Poluição luminosa está a afetar metamorfose das borboletas noturnas. E as consequências podem ser fatais
Tal como muitas plantas e outros insetos, o ciclo de vida das borboletas noturnas, também conhecidas por traças, é fortemente influenciado pelas condições ambientais. Para se protegerem do clima rigoroso do inverno, as lagartas transformam-se em pupas, uma forma mais resistente ao frio, algo que, geralmente, acontece na transição do verão para o outono, quando os dias começam a ficar mais curtos.
No entanto, a poluição luminosa pode estar a ‘enganar’ os relógios biológicos das traças, causando uma luminosidade quase permanente. Isso faz com que a metamorfose aconteça mais cedo e que as borboletas surjam no seu estado adulto ainda antes do inverno, deixando os insetos vulneráveis às condições duras do inverno.
A descoberta é revelada num artigo publicado hoje na revista ‘Journal of Applied Ecology’, no qual um grupo de investigadores da Finlândia, República Checa e Bélgica estudou os impactos da poluição luminosa no desenvolvimento e vida das traças.

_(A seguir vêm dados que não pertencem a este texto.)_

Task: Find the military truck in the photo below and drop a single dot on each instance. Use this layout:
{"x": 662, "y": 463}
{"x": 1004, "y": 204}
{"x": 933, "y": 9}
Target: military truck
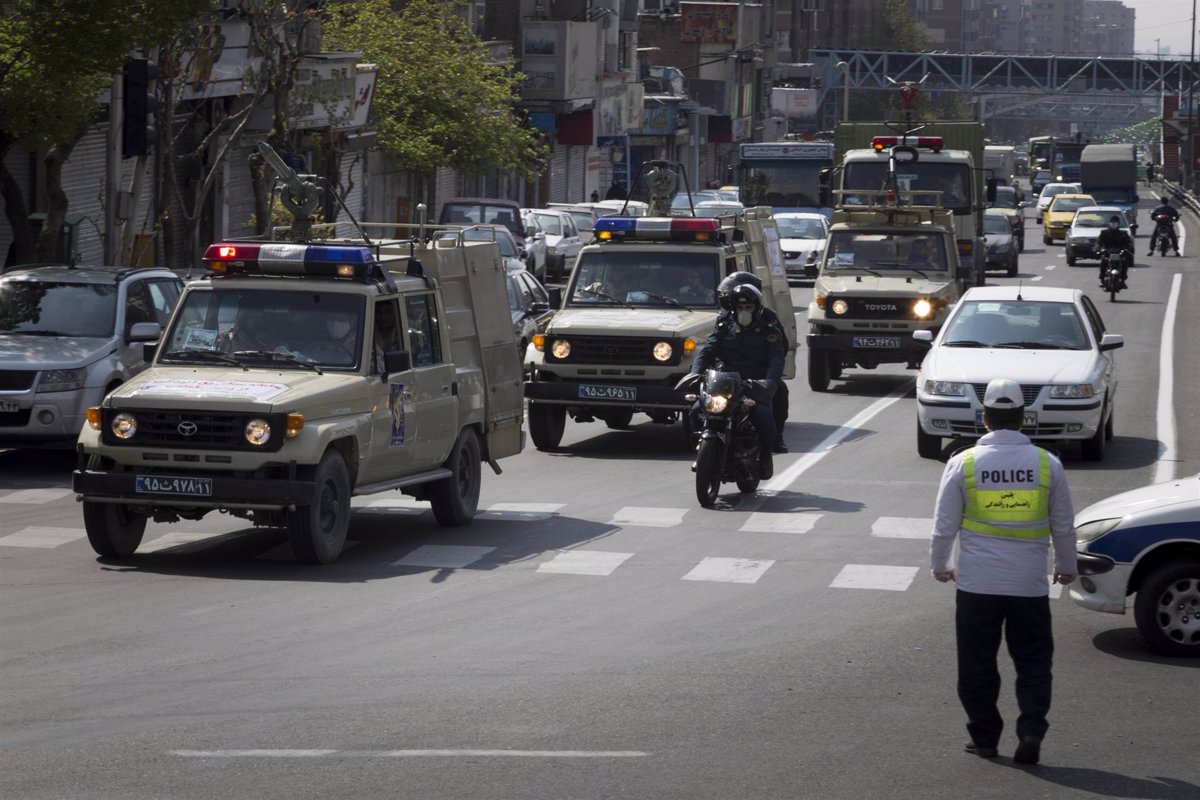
{"x": 639, "y": 302}
{"x": 891, "y": 268}
{"x": 298, "y": 374}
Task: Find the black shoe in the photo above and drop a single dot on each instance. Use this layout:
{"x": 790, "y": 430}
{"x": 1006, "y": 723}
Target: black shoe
{"x": 982, "y": 752}
{"x": 1029, "y": 751}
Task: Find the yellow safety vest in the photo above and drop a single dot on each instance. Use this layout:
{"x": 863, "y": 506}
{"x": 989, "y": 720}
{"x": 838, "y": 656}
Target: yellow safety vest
{"x": 1029, "y": 509}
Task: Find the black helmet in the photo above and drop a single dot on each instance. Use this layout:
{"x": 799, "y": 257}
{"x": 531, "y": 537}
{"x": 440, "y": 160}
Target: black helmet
{"x": 725, "y": 288}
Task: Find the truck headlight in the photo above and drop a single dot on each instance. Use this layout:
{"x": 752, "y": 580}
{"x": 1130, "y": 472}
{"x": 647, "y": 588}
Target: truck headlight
{"x": 124, "y": 426}
{"x": 61, "y": 380}
{"x": 1072, "y": 391}
{"x": 945, "y": 388}
{"x": 258, "y": 432}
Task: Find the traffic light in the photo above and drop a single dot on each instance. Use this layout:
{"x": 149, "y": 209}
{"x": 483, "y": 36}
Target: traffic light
{"x": 139, "y": 104}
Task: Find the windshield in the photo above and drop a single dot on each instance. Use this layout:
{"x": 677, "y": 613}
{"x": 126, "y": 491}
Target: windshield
{"x": 1017, "y": 323}
{"x": 53, "y": 308}
{"x": 877, "y": 252}
{"x": 607, "y": 277}
{"x": 253, "y": 325}
{"x": 953, "y": 180}
{"x": 799, "y": 228}
{"x": 781, "y": 184}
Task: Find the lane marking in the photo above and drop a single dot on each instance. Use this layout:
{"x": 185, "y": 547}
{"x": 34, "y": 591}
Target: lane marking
{"x": 443, "y": 557}
{"x": 874, "y": 576}
{"x": 1164, "y": 469}
{"x": 721, "y": 570}
{"x": 810, "y": 459}
{"x": 903, "y": 528}
{"x": 762, "y": 522}
{"x": 585, "y": 563}
{"x": 408, "y": 753}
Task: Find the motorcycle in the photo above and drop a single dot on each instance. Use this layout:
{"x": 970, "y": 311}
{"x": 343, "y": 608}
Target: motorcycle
{"x": 729, "y": 443}
{"x": 1110, "y": 271}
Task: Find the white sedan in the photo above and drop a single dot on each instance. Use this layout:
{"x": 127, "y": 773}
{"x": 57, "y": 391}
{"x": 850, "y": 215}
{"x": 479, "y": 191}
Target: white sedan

A equipa comparou também as reações à luminosidade de populações urbanas e populações rurais, e percebeu que qualquer uma delas apresentava uma resposta negativa à poluição luminosa, ou seja, o ciclo de vida de ambas era acelerado pela luz artificial proveniente, por exemplo, dos candeeiros que iluminam as nossas ruas. Por isso, os cientistas defendem que as populações de traças que vivem nas cidades não desenvolveram, até agora, qualquer adaptação genética a esses ambientes permanentemente iluminados.
“A poluição luminosa tem um efeito cada vez maior sobre a Natureza”, salienta Sami Kivelä, da Universidade de Oulu, na Finlândia, e um dos autores do artigo. O investigador explica que os resultados deste estudo vêm confirmar investigações anteriores, mas que trouxe novidades, entre elas, a compreensão de que as traças urbanas ainda não foram capazes de desenvolver adaptações genéticas para evitar os efeitos da poluição luminosa.

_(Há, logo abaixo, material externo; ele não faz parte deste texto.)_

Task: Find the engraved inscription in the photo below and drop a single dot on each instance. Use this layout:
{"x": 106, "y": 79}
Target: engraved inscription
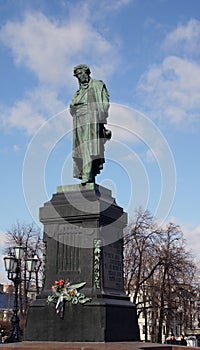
{"x": 113, "y": 266}
{"x": 68, "y": 247}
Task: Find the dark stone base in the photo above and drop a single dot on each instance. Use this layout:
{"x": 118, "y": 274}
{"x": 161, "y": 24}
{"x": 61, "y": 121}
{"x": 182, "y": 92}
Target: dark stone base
{"x": 96, "y": 321}
{"x": 74, "y": 221}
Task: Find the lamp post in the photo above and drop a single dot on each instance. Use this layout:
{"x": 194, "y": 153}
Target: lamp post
{"x": 12, "y": 264}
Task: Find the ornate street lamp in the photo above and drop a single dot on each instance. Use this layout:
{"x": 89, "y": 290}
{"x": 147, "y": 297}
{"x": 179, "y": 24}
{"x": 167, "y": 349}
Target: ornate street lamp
{"x": 12, "y": 264}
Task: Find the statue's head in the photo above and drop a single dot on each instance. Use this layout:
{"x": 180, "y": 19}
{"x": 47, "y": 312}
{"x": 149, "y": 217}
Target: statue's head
{"x": 81, "y": 67}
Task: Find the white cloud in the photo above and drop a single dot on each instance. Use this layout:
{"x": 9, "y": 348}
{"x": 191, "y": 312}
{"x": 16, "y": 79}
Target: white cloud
{"x": 16, "y": 148}
{"x": 29, "y": 114}
{"x": 171, "y": 89}
{"x": 50, "y": 49}
{"x": 184, "y": 39}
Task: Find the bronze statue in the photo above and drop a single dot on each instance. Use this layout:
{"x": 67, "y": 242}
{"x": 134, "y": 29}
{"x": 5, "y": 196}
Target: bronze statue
{"x": 89, "y": 109}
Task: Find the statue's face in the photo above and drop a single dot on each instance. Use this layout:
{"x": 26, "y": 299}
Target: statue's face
{"x": 82, "y": 76}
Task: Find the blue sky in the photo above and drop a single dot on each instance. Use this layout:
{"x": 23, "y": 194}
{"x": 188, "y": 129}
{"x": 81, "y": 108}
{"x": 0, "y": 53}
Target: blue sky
{"x": 148, "y": 54}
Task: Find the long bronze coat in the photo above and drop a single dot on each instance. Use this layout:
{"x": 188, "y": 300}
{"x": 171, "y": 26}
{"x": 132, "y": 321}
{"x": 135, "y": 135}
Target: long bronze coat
{"x": 89, "y": 108}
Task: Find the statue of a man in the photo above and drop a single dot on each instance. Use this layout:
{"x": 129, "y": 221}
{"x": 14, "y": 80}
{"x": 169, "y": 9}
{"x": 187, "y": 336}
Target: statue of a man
{"x": 89, "y": 109}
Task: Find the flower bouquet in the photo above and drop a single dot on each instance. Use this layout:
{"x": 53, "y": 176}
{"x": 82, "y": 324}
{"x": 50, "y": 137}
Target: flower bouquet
{"x": 63, "y": 292}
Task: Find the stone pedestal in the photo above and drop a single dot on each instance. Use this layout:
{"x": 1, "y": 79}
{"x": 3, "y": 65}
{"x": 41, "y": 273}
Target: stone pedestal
{"x": 83, "y": 228}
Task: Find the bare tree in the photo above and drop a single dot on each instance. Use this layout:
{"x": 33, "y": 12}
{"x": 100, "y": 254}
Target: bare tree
{"x": 159, "y": 273}
{"x": 29, "y": 236}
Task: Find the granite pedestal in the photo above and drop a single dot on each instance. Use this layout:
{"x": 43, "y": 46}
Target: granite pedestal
{"x": 83, "y": 228}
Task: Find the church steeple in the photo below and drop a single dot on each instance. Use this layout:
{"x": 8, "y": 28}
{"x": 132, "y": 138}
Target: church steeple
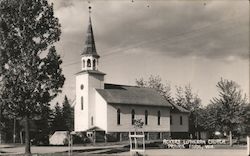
{"x": 89, "y": 54}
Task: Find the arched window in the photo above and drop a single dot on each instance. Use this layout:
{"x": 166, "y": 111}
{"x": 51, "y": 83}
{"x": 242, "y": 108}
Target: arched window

Investigações futuras devem, diz Kivelä, procurar aprofundar o conhecimento sobre “os efeitos nocivos da poluição luminosa” sobre as traças e perceber “até que ponto isso poderá explicar o declínio das populações de insetos”.
Outros dos autores do artigo, Thomas Mercks, da Vrije Universiteit Brussel, sublinhando que tanto as traças que vivem em ambientes urbanos como as que vivem em ambientes rurais “são sensíveis até aos níveis mais reduzidos de poluição luminosa”.

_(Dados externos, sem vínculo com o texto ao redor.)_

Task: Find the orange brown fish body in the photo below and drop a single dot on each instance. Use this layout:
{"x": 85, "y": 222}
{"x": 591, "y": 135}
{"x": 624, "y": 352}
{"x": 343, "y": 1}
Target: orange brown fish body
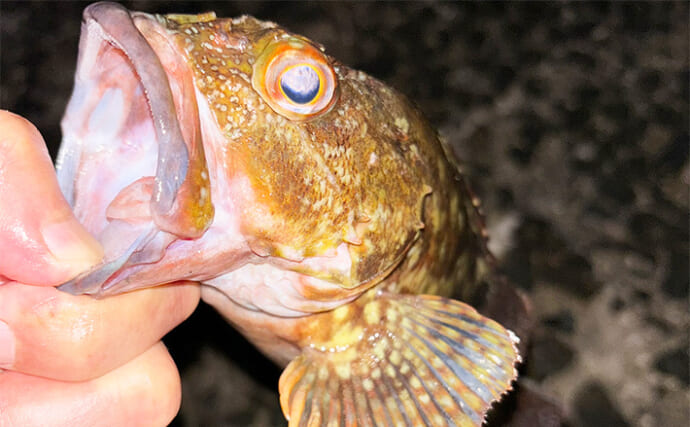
{"x": 316, "y": 205}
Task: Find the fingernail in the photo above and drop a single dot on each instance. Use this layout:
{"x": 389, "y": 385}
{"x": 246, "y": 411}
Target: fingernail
{"x": 7, "y": 346}
{"x": 72, "y": 246}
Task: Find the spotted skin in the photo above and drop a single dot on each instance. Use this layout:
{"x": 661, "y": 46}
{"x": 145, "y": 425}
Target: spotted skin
{"x": 357, "y": 211}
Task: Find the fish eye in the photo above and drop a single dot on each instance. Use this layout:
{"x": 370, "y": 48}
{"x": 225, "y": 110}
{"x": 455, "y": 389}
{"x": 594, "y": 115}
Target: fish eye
{"x": 295, "y": 79}
{"x": 300, "y": 83}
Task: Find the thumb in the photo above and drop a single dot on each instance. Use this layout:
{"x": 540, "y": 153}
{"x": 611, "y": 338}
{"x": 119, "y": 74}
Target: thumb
{"x": 41, "y": 242}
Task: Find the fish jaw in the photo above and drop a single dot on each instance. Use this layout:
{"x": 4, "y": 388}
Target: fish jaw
{"x": 111, "y": 172}
{"x": 132, "y": 162}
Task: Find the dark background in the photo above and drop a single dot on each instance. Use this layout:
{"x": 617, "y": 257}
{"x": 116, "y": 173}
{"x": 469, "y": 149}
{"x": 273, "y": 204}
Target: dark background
{"x": 572, "y": 120}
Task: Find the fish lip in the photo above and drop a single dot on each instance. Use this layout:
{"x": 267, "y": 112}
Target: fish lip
{"x": 115, "y": 25}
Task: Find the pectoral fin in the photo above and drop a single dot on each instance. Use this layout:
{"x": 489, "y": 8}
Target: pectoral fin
{"x": 403, "y": 360}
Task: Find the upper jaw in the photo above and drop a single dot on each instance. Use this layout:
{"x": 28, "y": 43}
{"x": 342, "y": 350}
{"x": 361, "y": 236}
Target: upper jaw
{"x": 131, "y": 133}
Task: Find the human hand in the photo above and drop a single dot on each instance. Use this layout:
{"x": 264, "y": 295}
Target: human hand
{"x": 72, "y": 360}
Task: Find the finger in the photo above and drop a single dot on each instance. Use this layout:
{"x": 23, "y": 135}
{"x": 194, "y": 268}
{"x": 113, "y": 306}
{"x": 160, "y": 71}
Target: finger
{"x": 40, "y": 240}
{"x": 74, "y": 338}
{"x": 145, "y": 391}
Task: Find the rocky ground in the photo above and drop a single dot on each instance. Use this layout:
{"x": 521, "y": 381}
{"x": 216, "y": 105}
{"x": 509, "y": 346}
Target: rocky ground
{"x": 572, "y": 122}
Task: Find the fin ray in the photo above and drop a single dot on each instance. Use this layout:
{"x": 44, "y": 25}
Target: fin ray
{"x": 419, "y": 360}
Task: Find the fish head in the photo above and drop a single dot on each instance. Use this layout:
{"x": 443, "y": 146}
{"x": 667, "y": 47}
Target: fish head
{"x": 193, "y": 145}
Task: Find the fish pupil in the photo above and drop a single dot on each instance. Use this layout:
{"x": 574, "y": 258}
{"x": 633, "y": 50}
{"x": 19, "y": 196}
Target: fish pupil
{"x": 300, "y": 84}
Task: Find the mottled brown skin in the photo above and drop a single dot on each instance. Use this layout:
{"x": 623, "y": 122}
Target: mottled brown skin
{"x": 328, "y": 180}
{"x": 341, "y": 227}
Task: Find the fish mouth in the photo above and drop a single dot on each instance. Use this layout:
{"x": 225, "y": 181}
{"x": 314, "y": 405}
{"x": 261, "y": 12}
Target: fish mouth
{"x": 131, "y": 163}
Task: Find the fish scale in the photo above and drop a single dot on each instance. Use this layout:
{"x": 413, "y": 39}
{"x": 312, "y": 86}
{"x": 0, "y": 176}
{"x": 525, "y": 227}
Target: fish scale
{"x": 332, "y": 230}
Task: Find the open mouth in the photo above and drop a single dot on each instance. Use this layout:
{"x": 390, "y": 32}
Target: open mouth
{"x": 132, "y": 163}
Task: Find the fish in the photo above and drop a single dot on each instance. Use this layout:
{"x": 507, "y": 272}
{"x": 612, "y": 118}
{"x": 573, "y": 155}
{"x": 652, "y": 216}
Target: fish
{"x": 320, "y": 211}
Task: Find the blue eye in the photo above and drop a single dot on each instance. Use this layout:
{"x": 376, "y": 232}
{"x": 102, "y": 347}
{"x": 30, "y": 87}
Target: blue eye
{"x": 300, "y": 83}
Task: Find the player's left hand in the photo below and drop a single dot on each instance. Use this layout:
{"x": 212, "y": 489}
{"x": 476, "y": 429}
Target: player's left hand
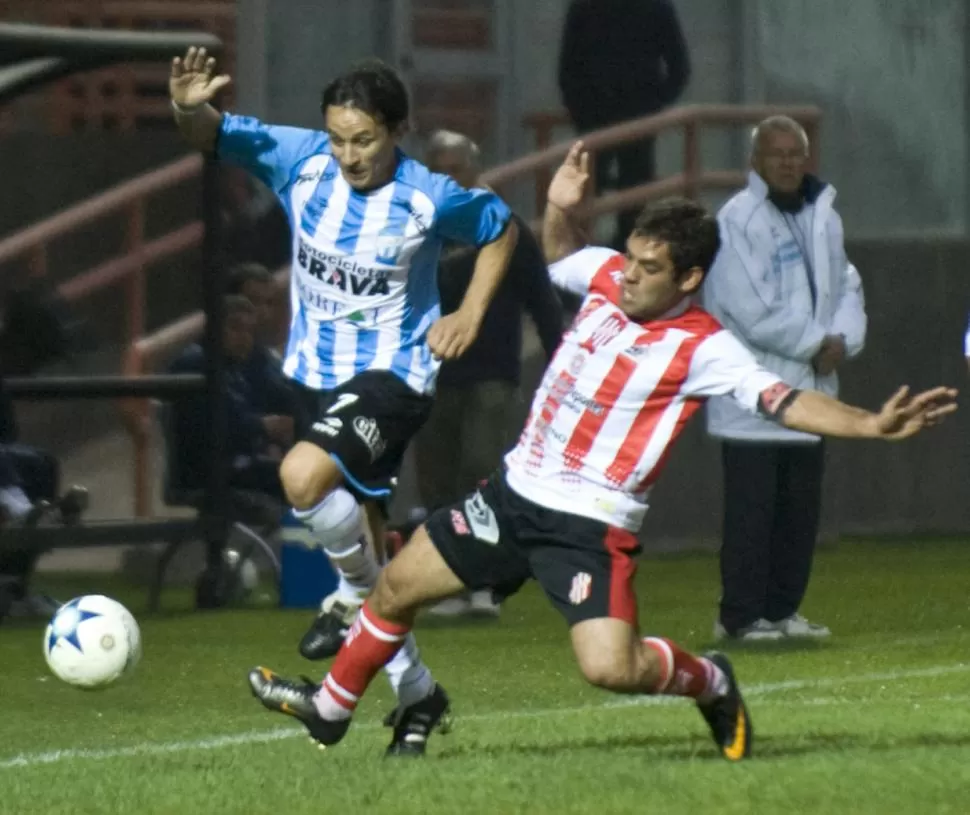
{"x": 453, "y": 334}
{"x": 903, "y": 416}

Para o cientista, “reduzir a poluição luminosa deveria ser uma das principais prioridades para proteger os insetos e para salvaguardar os serviços de ecossistema que eles nos fornecem”, tais como a polinização natural, um serviço que além de ter uma relevância incontornável para a regeneração da Natureza e saúde dos ecossistemas, tem também grandes impactos na produção agrícola, uma vez que se estima que perto de 80% das plantas que hoje comemos estão diretamente dependentes dessa polinização.
Traças: os polinizadores ‘secretos’
Quando ouvimos falar de polinização, é frequente que as imagens que nos são transmitidas sejam dominadas por borboletas e abelhas. No entanto, mesmo na polinização diurna, outros insetos, como os sirfídeos, são agentes fundamentais da dispersão de pólen e, por isso, da reprodução das plantas.
Contudo, à noite, o turno de polinização é ocupado por outros animais, como os morcegos e as traças, sendo que, por terem os corpos cobertos de pequenos filamentos semelhantes a pêlos, esses insetos conseguem levar consigo muito mais grãos de pólen do que as suas parentes diurnas.
Por visitarem, regra geral, espécies de plantas diferentes das que são preferidas pelas borboletas e pelas abelhas, as traças contribuem para paisagens biologicamente diversas, podendo ajudar os campos agrícolas a desenvolverem e a manterem uma grande variedade de espécies vegetais e tornando-os mais resilientes a choques.